To ensure consistency and enforce repository-specific standards, users can define a set of rules in a special .cursor package within their project.

• Configuration File: Rules are defined in a file with an .mdc extension.
• Rule Application: Rules can be configured to:
  • Always Apply: The rule is executed with every agent interaction.
  • Apply Intelligently: The agent decides when the rule is relevant.
  • Apply to Specific Files: The rule only triggers when changes are made to specified frontend or backend files.
• Example Workflow: A common rule is to mandate that after writing new code, the agent must also write corresponding unit tests, run the entire test suite, and automatically fix any failures before finishing its task.

3. Workflow, Best Practices, and Limitations

3.1. Productivity Enhancements

The speaker asserts that Cursor dramatically accelerates the development lifecycle.

• Rapid Onboarding: A developer new to a project can ask the agent to “go over the entire repository and make me understand everything,” reducing onboarding time from days to half a day.
• Accelerated Development: Simple UI components or features can be generated in minutes. For example, the agent can take a screenshot of a fundraiser display and replicate its functionality.
• Efficient Debugging: Instead of manually searching for the cause of an error, a developer can provide the agent with the error message or a link to a failed build, and the agent can trace the issue through the codebase.
• Overall Impact: The speaker estimates a personal productivity increase of at least 3x.

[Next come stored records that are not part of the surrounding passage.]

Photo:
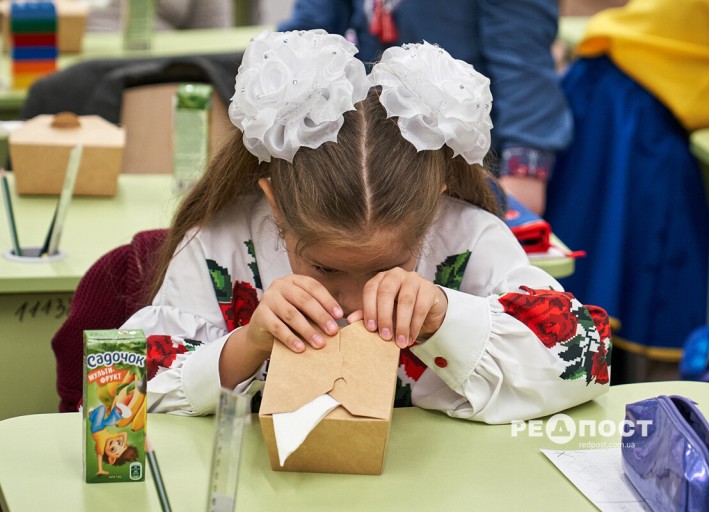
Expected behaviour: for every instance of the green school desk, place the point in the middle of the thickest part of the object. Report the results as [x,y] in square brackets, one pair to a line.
[109,45]
[35,296]
[433,463]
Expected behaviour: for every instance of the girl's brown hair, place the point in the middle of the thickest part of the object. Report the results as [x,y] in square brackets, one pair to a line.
[372,179]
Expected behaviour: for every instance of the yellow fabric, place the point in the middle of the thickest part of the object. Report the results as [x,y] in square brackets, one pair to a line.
[664,46]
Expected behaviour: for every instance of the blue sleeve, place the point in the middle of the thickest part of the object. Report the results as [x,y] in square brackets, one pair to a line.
[332,15]
[529,107]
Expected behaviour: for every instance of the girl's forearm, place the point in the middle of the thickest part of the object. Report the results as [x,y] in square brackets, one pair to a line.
[239,359]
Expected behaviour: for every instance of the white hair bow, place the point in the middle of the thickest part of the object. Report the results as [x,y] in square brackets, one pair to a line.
[292,90]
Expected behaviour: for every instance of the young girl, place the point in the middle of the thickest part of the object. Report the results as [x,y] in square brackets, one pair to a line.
[347,197]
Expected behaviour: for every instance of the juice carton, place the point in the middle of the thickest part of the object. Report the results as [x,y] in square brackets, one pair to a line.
[114,405]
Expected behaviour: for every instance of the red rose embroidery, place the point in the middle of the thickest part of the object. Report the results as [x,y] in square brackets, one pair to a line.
[546,312]
[413,366]
[243,301]
[161,353]
[600,319]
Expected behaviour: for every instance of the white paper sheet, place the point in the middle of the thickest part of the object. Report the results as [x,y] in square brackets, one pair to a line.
[598,474]
[291,428]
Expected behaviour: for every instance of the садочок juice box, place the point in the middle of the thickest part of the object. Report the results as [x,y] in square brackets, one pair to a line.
[114,405]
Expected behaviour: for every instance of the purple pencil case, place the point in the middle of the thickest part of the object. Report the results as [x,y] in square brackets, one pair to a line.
[666,454]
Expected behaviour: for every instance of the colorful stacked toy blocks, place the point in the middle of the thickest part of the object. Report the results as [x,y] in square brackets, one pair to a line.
[33,36]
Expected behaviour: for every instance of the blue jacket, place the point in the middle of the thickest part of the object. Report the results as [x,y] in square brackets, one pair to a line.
[508,41]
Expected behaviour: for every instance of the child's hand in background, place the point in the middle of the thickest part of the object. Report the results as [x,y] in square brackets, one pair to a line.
[402,306]
[292,310]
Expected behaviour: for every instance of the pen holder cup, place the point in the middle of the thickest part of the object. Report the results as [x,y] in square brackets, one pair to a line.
[33,255]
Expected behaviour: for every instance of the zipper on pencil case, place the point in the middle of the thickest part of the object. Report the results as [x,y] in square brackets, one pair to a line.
[696,429]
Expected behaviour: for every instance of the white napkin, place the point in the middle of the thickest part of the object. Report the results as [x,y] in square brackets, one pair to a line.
[291,428]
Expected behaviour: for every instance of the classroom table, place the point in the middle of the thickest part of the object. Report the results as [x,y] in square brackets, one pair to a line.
[109,45]
[433,462]
[35,296]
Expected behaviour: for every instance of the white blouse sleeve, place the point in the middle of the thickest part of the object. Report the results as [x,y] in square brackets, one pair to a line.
[516,348]
[186,319]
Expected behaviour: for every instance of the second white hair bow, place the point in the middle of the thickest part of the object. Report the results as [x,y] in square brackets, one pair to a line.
[293,88]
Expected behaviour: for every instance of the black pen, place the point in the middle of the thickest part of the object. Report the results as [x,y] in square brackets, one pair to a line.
[157,477]
[45,247]
[10,215]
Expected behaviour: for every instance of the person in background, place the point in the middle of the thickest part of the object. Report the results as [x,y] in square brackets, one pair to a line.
[344,197]
[627,190]
[105,16]
[510,42]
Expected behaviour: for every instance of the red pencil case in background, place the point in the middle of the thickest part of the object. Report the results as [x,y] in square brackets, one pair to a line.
[532,232]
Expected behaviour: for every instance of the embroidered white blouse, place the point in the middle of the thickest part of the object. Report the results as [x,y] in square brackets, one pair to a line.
[513,345]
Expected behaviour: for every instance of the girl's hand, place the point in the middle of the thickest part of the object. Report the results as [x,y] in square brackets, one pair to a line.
[402,305]
[291,311]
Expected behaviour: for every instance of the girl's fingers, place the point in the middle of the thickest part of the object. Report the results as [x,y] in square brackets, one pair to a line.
[269,325]
[369,302]
[320,293]
[355,316]
[405,304]
[301,308]
[387,293]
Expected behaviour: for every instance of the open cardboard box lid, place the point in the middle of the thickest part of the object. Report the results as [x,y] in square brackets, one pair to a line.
[356,367]
[40,147]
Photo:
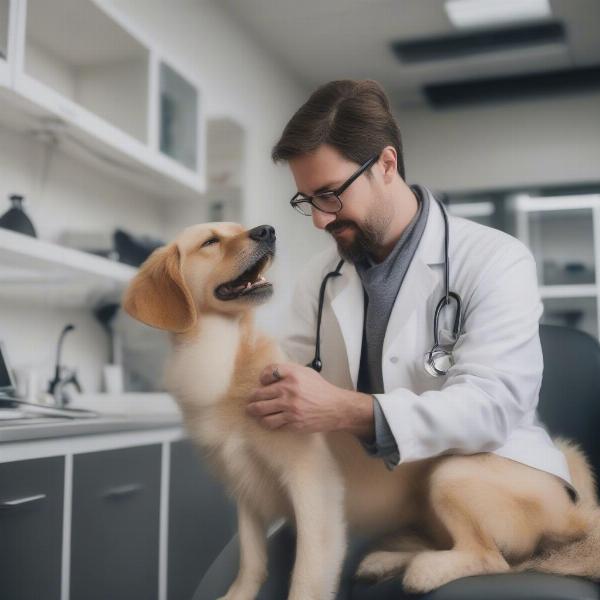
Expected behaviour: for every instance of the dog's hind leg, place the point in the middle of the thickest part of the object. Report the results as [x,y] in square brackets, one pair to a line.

3.2. Best Practices for Effective Use

To maximize value and manage costs, the speaker recommends several best practices:

• Be an Efficient Prompter: Avoid conversational filler. Prompts should be direct and information-dense, as every message has a cost. The speaker advises, “we have to be very efficient in how we use this one request.”
• Provide Clear Context (“Handholding”): Treat the agent like a knowledgeable but inexperienced junior engineer. Point it to the right files and explain the specific requirements and constraints of the task.
• Use Plan Mode for Complexity: For any non-trivial task, use Plan Mode to review the agent’s proposed approach before it begins coding, preventing wasted requests on an incorrect implementation.
• Leverage External Knowledge: Use MCP and provide links to documentation, design files, or repositories to give the agent the richest possible context.

3.3. Critical Limitations and Required Oversight

Despite its power, the speaker offers strong cautions against over-reliance on the agent.

Requires Foundational Knowledge: The tool is an amplifier of skill, not a substitute for it. A user must possess fundamental programming knowledge to guide the agent effectively, validate its output, and debug problems. The speaker states, “…we should be at a stage that we should be able to do our stuff as well and we just taking help of agent that it should not be the case that agent is doing everything for us.”

Risk of Subtle Errors: The agent is not infallible and can introduce bugs that are difficult to spot. The speaker recounts a personal experience where agent-generated code passed peer review but caused a production deployment to fail.

Human Review is Non-Negotiable: “We cannot be entire dependent on agent.” Active, critical review of all AI-generated code by a skilled human developer is essential to ensure quality and correctness.